Comment répondre à ce manque de professionnels dans les zones sous-dotées ?
Nous avons proposé plusieurs solutions. Par exemple, un conteneur transformé en cabinet dentaire, installé au cœur d’un village. En Ardèche, ce projet a attiré environ 600 personnes sur liste d’attente. C’est une idée innovante que nous sommes en train d’exporter au Canada.
Dans le Rhône, ce type de structure est moins utile. Grâce aux facultés de Lyon et Clermont-Ferrand, les praticiens sont nombreux.
Nous avons aussi conçu un véhicule de moins de 3,5 tonnes. Il peut être conduit par tout le monde et se déplace dans les Ehpad. Ce dispositif nous a permis de soigner des milliers de personnes. Les autorités de santé – ARS, Région, CNR, articles 51 – nous ont immédiatement soutenus.
Les soins bucco-dentaires : une prévention en berne ?
Luttez-vous contre les soins “low-cost”, comme ceux proposés par Dentexia ?
Attention à ne pas tout mélanger. Il existe des centres mutualistes vertueux. Mais certains centres déviants, comme Dentexia, posent problème. C’est une hérésie. Ils ouvrent dans des zones déjà bien dotées. Résultat : ces zones deviennent surdotées, au détriment de celles qui manquent de professionnels.
Il vaudrait mieux renforcer le maillage libéral, qui concerne 85 % de la population. Ce réseau permettrait de soigner tout le monde. À mon sens, les centres ne sont pas la solution.
L’hygiène bucco-dentaire est-elle assez valorisée en France ?
Non. Et on en paie aujourd’hui les conséquences. On a trop misé sur le curatif, pas assez sur le préventif. Avec la nouvelle convention, on tente de corriger cela. Par exemple, 20 % des enfants génèrent 80 % des dépenses de santé. Ce sont eux qu’il faut toucher en priorité, avec la prévention.
Nous avons donc créé un programme appelé Kidouli, primé par l’UNESCO. Avec le soutien de l’Éducation nationale, nous sensibilisons les enfants à l’école, dès le plus jeune âge.
Pénurie, piratage, burn-out : la profession libérale sous tension
Quelles sont, selon vous, les vraies solutions pour renforcer le maillage libéral ?
Il faut déjà être plus nombreux. La moyenne européenne est de 82 chirurgiens-dentistes pour 100 000 habitants. En France, on est à 64. Dans le Cantal, on descend à 40.

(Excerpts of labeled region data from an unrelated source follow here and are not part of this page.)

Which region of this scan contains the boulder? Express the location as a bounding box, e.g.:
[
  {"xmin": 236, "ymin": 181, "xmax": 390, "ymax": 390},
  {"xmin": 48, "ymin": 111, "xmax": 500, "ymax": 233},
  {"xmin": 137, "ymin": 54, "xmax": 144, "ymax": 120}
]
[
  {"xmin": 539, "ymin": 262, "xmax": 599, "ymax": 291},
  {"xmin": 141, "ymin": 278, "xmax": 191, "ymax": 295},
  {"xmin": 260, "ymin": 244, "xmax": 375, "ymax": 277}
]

Il est urgent d’encourager les étudiants à se former en France, pas à l’étranger. Et quand on accueille des étudiants étrangers, la barrière de la langue reste un vrai problème, souvent sous-estimé.
L’enquête parle aussi d’un sentiment d’insécurité. Le partagez-vous ?
Oui, malheureusement. L’insécurité ne concerne pas que les agressions ou le vandalisme. Elle touche aussi les professionnels de santé. Tous les mois, des praticiens me signalent avoir été piratés. C’est un sujet de plus en plus préoccupant. Mais ce qui nous inquiète encore plus, c’est l’épuisement professionnel. Le risque psycho-social est réel dans notre métier.
Retrouvez le replay de l’émission Votre Santé du 15 avril 2025 sur Ma Santé TV.
À SAVOIR
L’enquête menée par l’URPS auprès de 4 082 praticiens libéraux révèle que 76 % des chirurgiens-dentistes se déclarent aujourd’hui en situation d’épuisement professionnel. Un chiffre inquiétant, reflet d’un malaise profond qui touche la profession. En parallèle, 41 % des dentistes interrogés affirment être confrontés « parfois » ou « régulièrement » à des violences, incivilités ou cyberattaques dans l’exercice de leur métier. En 2020, ils n’étaient que 26 % à faire ce constat.